Between 1967 and 1970, Enrico Natali captured on film the essence of life in Detroit, before its fall from grace.
“In a way, it’s sort of the cusp of an end of an era,” he says. “The decline was not yet visible.”
His black-and white images – more than 120 in all – depict a city that seems permeated by an optimism prevalent across all socio-economic strata.
“My intention was to photograph a broad cross-section of the population at all levels, from the ghetto to the top echelons of power and wealth,” he says.
He succeeded. And by deliberately constraining his technological options, he found that he could open up his channels of creativity.
“I only photographed people, and I only used one lens, one type of film, one developer, one size of print – and I never cropped a photograph,” he says. “If you use just one focal length lens you begin to see through that lens.”

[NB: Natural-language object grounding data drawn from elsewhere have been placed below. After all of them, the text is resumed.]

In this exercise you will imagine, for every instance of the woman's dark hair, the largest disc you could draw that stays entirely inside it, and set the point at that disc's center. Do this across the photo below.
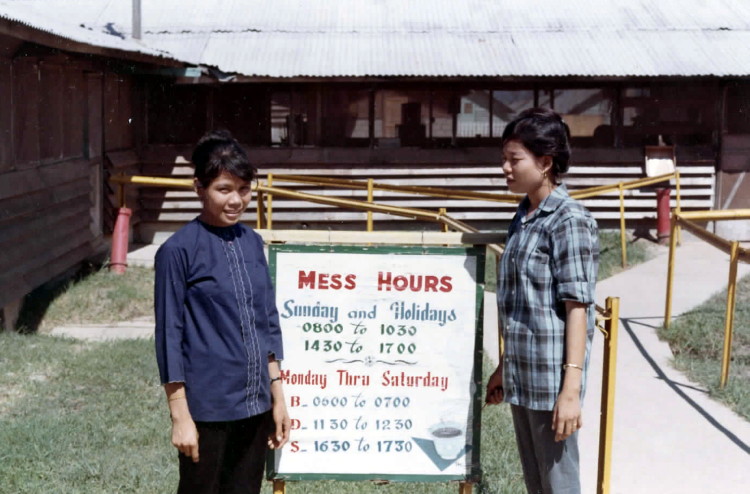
(543, 132)
(217, 151)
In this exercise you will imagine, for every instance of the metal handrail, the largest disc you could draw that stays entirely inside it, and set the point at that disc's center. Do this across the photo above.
(608, 322)
(736, 254)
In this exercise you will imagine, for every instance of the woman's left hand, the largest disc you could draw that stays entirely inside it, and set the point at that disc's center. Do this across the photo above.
(566, 416)
(278, 438)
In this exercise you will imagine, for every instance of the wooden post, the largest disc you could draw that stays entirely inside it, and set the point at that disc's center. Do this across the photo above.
(465, 487)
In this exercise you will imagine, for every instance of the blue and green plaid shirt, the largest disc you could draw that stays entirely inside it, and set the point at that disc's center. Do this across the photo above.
(550, 256)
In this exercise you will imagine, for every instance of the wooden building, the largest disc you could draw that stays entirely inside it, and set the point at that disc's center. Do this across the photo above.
(410, 93)
(66, 121)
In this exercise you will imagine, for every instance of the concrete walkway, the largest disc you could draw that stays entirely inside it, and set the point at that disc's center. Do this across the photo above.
(669, 436)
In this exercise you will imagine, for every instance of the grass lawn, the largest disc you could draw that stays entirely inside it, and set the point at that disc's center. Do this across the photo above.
(697, 340)
(91, 418)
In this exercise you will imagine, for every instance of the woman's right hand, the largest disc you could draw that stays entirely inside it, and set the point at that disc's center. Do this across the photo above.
(185, 437)
(495, 393)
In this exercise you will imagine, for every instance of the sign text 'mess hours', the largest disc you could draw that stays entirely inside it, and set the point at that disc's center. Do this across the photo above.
(386, 281)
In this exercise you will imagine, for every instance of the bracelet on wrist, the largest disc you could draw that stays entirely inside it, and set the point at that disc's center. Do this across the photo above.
(575, 366)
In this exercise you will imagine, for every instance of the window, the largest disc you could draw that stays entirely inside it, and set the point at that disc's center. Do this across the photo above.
(294, 117)
(474, 118)
(680, 114)
(506, 105)
(588, 113)
(345, 119)
(401, 117)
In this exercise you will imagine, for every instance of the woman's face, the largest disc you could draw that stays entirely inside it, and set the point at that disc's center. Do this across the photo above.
(224, 200)
(524, 172)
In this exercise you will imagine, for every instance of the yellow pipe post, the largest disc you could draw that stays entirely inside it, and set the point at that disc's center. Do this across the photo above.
(370, 183)
(677, 209)
(670, 272)
(607, 420)
(623, 243)
(269, 208)
(729, 319)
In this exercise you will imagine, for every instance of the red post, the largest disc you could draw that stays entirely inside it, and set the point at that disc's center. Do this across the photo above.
(118, 262)
(663, 212)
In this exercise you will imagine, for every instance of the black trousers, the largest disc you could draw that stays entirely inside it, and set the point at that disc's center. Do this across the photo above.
(232, 457)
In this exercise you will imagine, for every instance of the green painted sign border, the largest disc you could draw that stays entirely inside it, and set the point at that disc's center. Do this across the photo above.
(474, 475)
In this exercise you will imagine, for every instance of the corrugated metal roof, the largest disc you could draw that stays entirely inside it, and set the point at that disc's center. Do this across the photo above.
(49, 21)
(433, 38)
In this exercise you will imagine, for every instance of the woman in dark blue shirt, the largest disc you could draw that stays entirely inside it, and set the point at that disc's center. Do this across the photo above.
(218, 340)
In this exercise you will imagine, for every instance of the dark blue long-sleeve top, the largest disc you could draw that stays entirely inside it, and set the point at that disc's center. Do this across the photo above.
(216, 320)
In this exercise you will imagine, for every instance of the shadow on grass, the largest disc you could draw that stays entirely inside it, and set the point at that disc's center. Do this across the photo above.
(676, 387)
(35, 304)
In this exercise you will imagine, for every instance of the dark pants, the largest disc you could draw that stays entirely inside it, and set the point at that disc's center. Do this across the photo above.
(549, 467)
(232, 457)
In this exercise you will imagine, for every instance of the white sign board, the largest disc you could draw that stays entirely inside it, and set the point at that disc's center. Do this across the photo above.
(380, 368)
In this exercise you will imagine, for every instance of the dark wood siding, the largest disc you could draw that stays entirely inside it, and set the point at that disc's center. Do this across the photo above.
(51, 155)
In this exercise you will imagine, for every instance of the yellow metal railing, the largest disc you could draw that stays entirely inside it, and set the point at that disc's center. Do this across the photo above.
(265, 195)
(268, 192)
(736, 254)
(608, 322)
(607, 317)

His photographs capture a calm before the storm, with people attending hockey games, art exhibitions and high school proms. There are families posing together, secretaries with their cigarettes, and machinists, waitresses and beauticians plying their trades. Images of both young and old haunt what’s now turned into a bankrupt landscape.

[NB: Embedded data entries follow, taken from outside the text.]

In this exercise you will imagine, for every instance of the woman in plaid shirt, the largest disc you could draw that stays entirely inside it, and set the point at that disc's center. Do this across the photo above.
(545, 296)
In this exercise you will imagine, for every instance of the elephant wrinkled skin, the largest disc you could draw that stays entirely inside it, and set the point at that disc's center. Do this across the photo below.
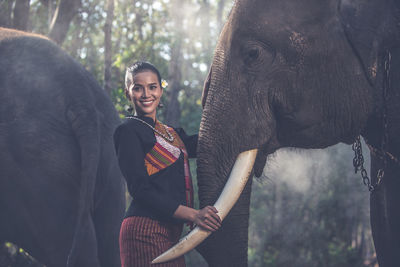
(307, 74)
(62, 196)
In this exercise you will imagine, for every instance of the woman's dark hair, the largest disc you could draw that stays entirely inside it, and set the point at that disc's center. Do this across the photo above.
(137, 67)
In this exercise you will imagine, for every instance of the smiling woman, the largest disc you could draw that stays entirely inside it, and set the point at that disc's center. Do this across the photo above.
(153, 158)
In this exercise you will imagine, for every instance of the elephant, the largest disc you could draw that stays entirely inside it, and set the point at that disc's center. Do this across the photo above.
(304, 74)
(62, 195)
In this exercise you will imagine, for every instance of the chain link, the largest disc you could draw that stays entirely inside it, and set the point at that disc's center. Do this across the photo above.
(358, 163)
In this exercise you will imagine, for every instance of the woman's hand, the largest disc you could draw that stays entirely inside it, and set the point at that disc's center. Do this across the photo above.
(208, 219)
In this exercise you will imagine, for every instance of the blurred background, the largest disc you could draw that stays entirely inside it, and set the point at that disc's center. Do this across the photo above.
(308, 209)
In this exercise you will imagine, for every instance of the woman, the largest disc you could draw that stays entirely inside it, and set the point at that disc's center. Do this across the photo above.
(154, 161)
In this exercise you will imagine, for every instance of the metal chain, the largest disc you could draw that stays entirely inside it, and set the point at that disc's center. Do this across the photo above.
(358, 163)
(169, 138)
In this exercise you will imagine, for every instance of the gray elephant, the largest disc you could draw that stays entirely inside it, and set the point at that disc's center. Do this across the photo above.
(61, 192)
(307, 74)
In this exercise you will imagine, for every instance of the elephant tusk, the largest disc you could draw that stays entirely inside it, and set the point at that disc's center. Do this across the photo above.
(233, 188)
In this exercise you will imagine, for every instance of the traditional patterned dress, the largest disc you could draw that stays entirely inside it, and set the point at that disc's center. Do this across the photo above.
(144, 236)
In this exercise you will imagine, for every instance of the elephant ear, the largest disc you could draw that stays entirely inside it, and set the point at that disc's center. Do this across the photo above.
(370, 27)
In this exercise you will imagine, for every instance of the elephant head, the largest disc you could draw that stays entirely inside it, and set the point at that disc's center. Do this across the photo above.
(290, 73)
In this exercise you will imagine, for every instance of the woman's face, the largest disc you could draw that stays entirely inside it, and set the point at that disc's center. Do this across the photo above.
(145, 93)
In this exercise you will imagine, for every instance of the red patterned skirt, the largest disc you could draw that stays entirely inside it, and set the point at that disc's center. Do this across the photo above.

“It’s like seeing a different era, with all these people on the street,” he says. “There’s nostalgia for a time when the world was not so difficult,” he says. “It was, but maybe we had it together more then than we do now.”
Or perhaps we were just more innocent.
Detroit 1968 will be published with a foreword by Mark Binelli by Foggy Notion Books form in coming weeks. And Natali’s work will be on display from Nov. 2 through Dec. 21 at the Joseph Bellows Gallery at 7661 Girard Ave., La Jolla, Calif.